He knew when he’d pushed his luck to the limit, and slithered out hastily.
‘Perhaps you should go too,’ Angie said.
‘Must I? I thought-’
‘It was nice of you to cook for me, but I’d like to go to bed now.’
He thought of the moment of warmth and laughter when they’d been interrupted, and knew, with a sigh, that it was too late to go back to that. Whatever might have sprung from that moment wouldn’t happen now.
‘Yes, of course, you need your rest.’ He hesitated, then dropped a brief kiss on her cheek. She gave him a half smile, but no other sign of encouragement, and he picked up his coat and left.
As soon as Bernardo entered his shop Sartone became occupied with something that took his whole attention. But nothing budged Bernardo who stood there, silent and implacable, waiting until the shop was empty.
‘Now, look,’ Sartone said at last, ‘I don’t want any trouble.’
‘And I don’t want to see any more exhibitions of your spite to an excellent doctor who’s doing wonders for this community. Don’t pretend that last night was an accident.’
‘Whatever it was, it’s surely between the doctor and myself?’
‘Do you think I’ll stand by and see you persecute her? Are you hoping to run her out? Think again.’
Sartone gave a titter that made Bernardo clench and unclench his hands. ‘I don’t think it’ll be necessary for me to do anything. Unless you do your duty, time is hardly on the lady’s side, is it?’
Bernardo got out of the shop as fast as he could before he committed murder. In the street outside he almost collided with Father Franco and Mayor Donati.
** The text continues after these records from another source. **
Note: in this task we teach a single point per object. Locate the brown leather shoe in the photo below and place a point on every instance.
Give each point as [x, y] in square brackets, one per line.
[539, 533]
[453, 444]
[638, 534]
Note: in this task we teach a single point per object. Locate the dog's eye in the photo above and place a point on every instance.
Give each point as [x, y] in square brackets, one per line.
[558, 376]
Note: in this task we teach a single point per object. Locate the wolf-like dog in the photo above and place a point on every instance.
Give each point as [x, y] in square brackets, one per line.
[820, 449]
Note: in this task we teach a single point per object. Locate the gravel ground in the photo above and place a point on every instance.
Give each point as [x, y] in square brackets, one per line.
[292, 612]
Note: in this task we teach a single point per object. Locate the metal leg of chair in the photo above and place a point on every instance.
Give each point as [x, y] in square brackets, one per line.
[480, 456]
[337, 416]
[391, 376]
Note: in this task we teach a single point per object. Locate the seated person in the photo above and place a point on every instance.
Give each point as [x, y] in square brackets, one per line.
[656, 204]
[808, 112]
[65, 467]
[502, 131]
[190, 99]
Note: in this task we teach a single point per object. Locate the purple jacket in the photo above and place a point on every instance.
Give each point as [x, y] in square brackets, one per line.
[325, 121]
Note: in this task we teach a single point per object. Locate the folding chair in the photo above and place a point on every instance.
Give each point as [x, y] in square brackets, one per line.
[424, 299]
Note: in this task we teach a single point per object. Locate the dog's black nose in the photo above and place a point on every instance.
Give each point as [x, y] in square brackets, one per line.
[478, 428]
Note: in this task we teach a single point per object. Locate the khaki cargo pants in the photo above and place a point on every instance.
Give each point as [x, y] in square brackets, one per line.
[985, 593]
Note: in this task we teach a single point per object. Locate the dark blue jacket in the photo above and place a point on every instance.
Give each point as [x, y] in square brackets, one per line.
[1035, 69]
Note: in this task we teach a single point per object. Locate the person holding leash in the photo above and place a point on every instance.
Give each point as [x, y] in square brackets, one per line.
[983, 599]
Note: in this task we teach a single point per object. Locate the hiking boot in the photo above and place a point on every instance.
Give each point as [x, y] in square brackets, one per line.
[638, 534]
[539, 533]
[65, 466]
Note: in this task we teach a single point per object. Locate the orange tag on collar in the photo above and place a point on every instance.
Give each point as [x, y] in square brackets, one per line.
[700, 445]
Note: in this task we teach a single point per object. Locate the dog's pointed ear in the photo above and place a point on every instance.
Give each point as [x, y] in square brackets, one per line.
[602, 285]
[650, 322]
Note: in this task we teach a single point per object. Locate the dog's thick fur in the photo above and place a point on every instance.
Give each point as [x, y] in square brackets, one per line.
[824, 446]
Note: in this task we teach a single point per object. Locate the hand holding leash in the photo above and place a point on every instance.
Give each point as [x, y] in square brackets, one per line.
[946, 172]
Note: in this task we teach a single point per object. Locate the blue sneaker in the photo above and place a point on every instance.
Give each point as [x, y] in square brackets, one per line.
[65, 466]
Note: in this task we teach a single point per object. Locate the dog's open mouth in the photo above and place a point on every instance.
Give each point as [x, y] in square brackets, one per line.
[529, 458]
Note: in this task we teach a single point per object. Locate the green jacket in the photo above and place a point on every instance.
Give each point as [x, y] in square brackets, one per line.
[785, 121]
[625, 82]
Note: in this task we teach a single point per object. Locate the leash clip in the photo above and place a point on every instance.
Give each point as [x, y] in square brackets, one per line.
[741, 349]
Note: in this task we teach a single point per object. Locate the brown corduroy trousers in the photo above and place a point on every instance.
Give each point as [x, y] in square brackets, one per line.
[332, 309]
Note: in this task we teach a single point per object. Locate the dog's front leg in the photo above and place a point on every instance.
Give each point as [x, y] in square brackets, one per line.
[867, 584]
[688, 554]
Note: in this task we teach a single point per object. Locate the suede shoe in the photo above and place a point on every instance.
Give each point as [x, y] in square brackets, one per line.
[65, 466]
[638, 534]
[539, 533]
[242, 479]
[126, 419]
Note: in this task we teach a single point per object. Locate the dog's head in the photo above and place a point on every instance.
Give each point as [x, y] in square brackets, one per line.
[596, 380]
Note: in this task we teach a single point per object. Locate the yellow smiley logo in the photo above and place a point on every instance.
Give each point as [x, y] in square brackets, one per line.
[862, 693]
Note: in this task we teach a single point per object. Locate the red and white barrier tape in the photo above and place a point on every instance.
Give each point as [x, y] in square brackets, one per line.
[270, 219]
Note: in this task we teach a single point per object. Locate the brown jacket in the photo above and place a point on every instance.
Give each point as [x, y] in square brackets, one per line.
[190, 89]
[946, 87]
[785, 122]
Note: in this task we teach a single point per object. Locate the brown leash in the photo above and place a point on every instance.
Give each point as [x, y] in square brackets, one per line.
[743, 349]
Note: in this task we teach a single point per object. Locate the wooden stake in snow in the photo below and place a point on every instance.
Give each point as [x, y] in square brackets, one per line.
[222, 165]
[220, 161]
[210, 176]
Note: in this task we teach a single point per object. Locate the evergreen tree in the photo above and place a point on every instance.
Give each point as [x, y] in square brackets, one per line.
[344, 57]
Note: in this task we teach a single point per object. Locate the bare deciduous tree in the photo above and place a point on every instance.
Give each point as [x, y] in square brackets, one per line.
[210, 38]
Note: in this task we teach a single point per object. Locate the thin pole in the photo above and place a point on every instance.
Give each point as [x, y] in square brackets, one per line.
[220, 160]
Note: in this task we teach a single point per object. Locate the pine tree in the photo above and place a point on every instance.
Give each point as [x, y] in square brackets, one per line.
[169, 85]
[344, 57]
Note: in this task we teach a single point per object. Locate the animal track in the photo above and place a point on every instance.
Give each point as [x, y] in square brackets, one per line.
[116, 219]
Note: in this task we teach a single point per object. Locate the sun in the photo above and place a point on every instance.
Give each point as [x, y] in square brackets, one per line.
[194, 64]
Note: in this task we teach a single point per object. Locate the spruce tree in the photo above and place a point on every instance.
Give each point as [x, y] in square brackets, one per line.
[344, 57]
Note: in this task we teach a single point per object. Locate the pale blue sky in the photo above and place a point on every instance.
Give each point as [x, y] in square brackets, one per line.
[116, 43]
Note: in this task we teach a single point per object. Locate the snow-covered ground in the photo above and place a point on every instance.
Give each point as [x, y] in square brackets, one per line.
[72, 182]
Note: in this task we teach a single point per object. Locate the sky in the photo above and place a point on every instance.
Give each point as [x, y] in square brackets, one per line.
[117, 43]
He straightened himself, and them, and stood there muttering fiercely.
‘I know better curses than that,’ Father Marco said wisely.
‘True Sicilian curses for all situations,’ the mayor confirmed.
‘There are no Sicilian curses for this situation,’ Bernardo growled.
‘Why?’ they demanded with one voice.
Before he could answer Sartone came out of the shop, driven by hate, and moving too fast to check himself at the last minute.
‘You ought to think of my words,’ he shrilled. ‘She can’t afford to drive customers away, because soon she won’t have any. Prostituta.’
There was a scream from a woman nearby. The next moment Sartone was lying on the cobbles with three men standing over him.
Nobody had seen which one of them had knocked him down.
Baptista was enjoying a late night cup of tea with Heather and Renato when her unexpected visitor was announced, but one glance at Bernardo’s face was enough to make her shoo the other two kindly away. He looked, as she afterwards told the others, like a man ascending the scaffold.
But when they were alone he seemed unable to come to the point. After refusing offers of refreshment he paced the room uneasily, making polite enquiries after her health. At last he said abruptly,
‘I’d better go. I shouldn’t have intruded on you at this hour. I came too late.’
‘You certainly left it very late to come to me,’ Baptista said, subtly altering his words, ‘but as for whether you came too late-why don’t we find out? It may not really be too late at all.’
He paced some more.
‘I had a visitor yesterday,’ he said at last. ‘A young girl called Ginetta. She used to work for Angie, but her mother forced her to leave when the “scandal” developed. She admires Angie, wants to be like her, maybe even be a doctor. She’s hoping for our marriage, to change her mother’s mind. I had to tell her it was unlikely. When I told her why, she couldn’t believe me. She says no woman would refuse to marry the father of her child.
‘She made it very clear that it was my duty to persuade Angie into marriage, “for everyone’s sake”.’ He gave a grunt of laughter. ‘They love her. They disapprove of her, but they admire her and they want her to stay.’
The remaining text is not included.